May 7, 2021 - Politics & Policy

Justice Department proposes rule to crack down on "ghost guns"

"Ghost guns" that were secured by the DC Metropolitan Police Department are on display during a press conference

"Ghost guns" that were secured by the DC Metropolitan Police Department are on display during a press conference. Photo: Astrid Riecken for The Washington Post via Getty Images

The Department of Justice released a proposed rule Friday that would broaden the definition of "firearm" and require some gun-making kits to include serial numbers.

The big picture: President Biden last month unveiled a series of executive actions on guns, including directing the DOJ to propose a rule to crack down on the proliferation of "ghost guns," which are untraceable firearms assembled from kits.

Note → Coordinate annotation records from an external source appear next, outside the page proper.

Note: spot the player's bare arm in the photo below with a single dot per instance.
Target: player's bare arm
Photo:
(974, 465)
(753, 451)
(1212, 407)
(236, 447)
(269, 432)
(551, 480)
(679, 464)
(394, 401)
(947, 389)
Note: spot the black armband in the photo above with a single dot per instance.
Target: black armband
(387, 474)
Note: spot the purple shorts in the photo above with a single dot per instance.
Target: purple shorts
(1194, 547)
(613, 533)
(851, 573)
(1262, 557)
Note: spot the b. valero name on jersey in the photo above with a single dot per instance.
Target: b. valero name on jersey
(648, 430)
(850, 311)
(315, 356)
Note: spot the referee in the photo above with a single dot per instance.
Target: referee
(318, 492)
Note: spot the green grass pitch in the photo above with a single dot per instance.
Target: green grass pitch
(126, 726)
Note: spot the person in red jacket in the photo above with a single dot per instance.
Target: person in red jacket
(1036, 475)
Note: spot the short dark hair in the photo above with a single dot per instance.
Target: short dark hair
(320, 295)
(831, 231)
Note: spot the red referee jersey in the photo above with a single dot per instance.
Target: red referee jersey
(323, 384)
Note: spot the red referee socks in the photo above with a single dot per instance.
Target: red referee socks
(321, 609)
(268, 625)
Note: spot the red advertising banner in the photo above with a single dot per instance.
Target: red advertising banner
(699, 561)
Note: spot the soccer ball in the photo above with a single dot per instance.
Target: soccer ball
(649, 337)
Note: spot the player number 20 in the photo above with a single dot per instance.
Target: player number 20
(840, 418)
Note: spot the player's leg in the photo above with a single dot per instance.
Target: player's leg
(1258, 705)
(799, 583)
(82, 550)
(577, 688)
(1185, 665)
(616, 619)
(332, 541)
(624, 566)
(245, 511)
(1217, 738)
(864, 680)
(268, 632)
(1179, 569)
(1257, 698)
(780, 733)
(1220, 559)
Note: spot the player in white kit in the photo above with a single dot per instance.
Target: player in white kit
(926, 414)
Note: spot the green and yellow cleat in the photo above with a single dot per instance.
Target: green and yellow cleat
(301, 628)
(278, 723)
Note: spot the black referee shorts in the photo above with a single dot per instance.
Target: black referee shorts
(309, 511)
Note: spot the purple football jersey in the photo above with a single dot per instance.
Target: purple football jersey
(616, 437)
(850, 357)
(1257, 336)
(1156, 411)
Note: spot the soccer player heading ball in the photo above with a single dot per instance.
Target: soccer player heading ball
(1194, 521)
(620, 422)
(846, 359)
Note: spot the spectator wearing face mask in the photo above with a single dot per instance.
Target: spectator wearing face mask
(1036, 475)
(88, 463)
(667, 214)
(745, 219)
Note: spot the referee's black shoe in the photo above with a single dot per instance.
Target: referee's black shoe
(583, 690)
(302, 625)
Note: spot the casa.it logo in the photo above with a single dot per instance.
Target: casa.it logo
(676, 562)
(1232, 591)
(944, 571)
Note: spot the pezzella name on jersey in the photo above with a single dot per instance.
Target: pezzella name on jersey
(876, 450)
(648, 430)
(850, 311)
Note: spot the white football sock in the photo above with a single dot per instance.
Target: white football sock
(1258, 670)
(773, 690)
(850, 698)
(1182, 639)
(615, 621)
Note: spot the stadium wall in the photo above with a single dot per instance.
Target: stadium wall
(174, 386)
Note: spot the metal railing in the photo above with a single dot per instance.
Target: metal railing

  • The Justice Department estimates that from 2016 to 2020, law enforcement recovered more than 23,000 weapons without serial numbers from potential crime scenes, including those in connection to 325 homicides or attempted homicides.

Details: The proposed rule would close a regulatory loophole that currently allows gun purchasers to avoid federal background checks by buying unassembled firearms online.

  • Under the proposed rule, retailers would be required to run background checks before selling kits that contain the parts necessary for someone to readily make a gun at home.
  • The rule would require manufacturers to include a serial number on the firearm “frame or receiver” in easy-to-build firearm kits.
  • The rule would also establish requirements for federally licensed firearms dealers to have a serial number added to 3D-printed guns or other firearms without serial numbers that they take into inventory.

What they're saying: "We are committed to taking commonsense steps to address the epidemic of gun violence that takes the lives of too many people in our communities,” Attorney General Merrick Garland said in a news release.

  • “Although this rulemaking will solve only one aspect of the problem, we have an obligation to do our part to keep our families and our neighborhoods safe from gun violence," he added.

What's next: The proposal has to undergo multiple stages of consultation from the public before it is finalized.